As regular readers of our website know, traffic deaths and injuries are on the decline in Maryland, The District of Columbia and nationwide. Yet a disproportionate number of kids are injured every year in car and truck wrecks.

The National Highway and Transportation Safety Administration estimates that, for the period 1993-2002, on average two thousand kids between birth and age fifteen die in motor vehicle collisions. Almost 300,000 kids per year are injured. How do we change these terrible numbers?

First we need to look behind the numbers a little. 54% of the kids killed every year in car crashes are unrestrained. Which is to say, no child seat, no seat belt, no restraint. Mandatory laws seem to make no difference. As was observed in our recent blog on this topic, people who use their own seat belts also belt their kids in and keep them safer. People who don't use their safety belts only use restraints for kids from birth to seven 54% of the time.  https://www.maryland-law.com/blog/protecting-children-in-car-accidents-everybody-buckle-up.cfm

Wow! It's no coincidence that 54% crops up twice in that paragraph. The fact is that kids are far more likely die in car accidents if they are unrestrained. Of course, so are adults. That's the point. EVERYBODY NEEDS TO WEAR A seat belt!
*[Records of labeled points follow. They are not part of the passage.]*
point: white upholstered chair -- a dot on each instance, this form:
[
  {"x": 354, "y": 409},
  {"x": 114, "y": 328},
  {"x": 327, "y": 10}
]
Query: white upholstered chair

Aside from the safety benefit adults gain from safety restraints, it is clear that they are far more likely to use safety restraints for their most vulnerable passengers, babies and kids under seven, if they use one themselves.

Safety restraints won't save everybody but they sure help. This message has gotten through to some extent. For example, 99% of babies twelve months and younger are restrained in some way. 92% aged one to three years old and 89% four to seven years old are restrained.
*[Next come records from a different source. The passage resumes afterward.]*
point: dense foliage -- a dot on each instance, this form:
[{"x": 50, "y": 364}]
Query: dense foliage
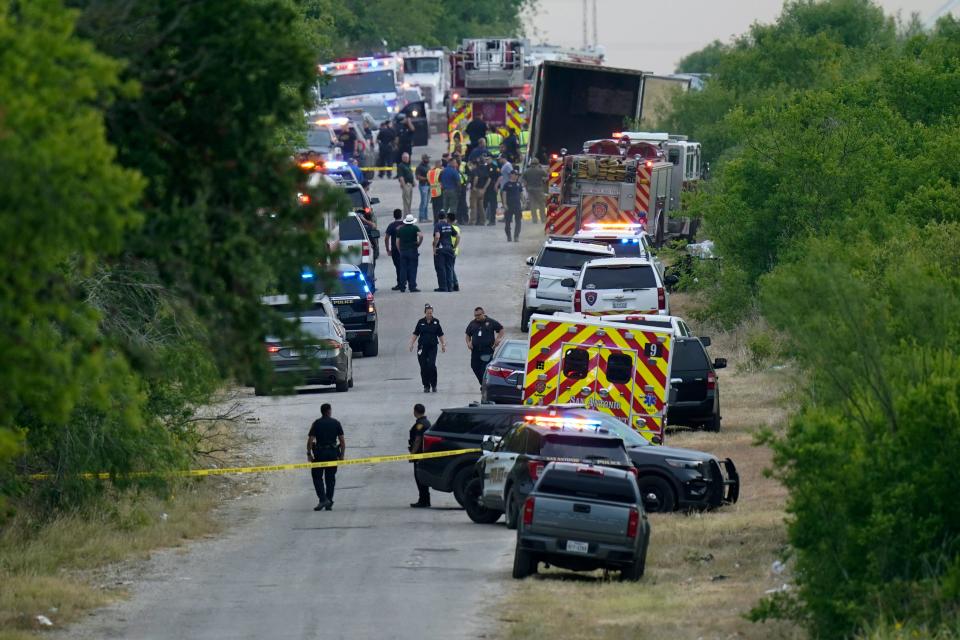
[{"x": 835, "y": 207}]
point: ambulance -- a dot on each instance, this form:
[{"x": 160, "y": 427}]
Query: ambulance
[{"x": 622, "y": 369}]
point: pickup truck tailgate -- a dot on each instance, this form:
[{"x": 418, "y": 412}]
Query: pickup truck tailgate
[{"x": 587, "y": 519}]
Other encouraging news involves rear placement of children. In 2008 99% of babies (birth to twelve months) were placed in the rear seat. This is an improvement over 2007 when 95% were in the back. Oddly, for both 2007 and 2008, 98% of toddlers (one to three years old) were backseat passengers. How come toddlers were better protected in 2007 than babies? We will probably never know.
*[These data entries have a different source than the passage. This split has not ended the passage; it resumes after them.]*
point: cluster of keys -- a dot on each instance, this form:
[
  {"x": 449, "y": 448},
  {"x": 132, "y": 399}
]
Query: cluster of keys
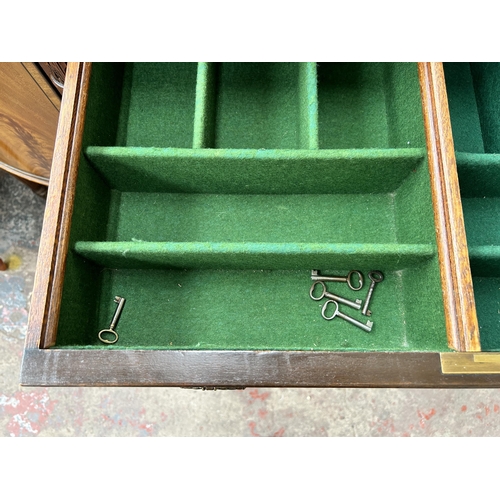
[{"x": 334, "y": 300}]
The National Occupant Protection Use Survey (NOPUS) conducted by the National Highway and Transportation Safety Administration provides some statistics which might further guide us.http://www-nrd.nhtsa.dot.gov/Pubs/811135.PDF

Generally women are a little more likely to belt kids than men. White drivers are more likely to restrain kids than black.
But the number one finding is that unbelted drivers are far less likely to restrain kids. Restraint use when kids are in the front seat is much lower than in the backseat and pickup truck drivers are substantially less likely to use safety restraints than drivers of cars, suvs and minivans.

There are also sunstantial regional variations. Westerners are the best, Northeasterners the worst. What becomes abundantly clear from the numbers is that adult seat belt use, for whatever reason, makes kids safer.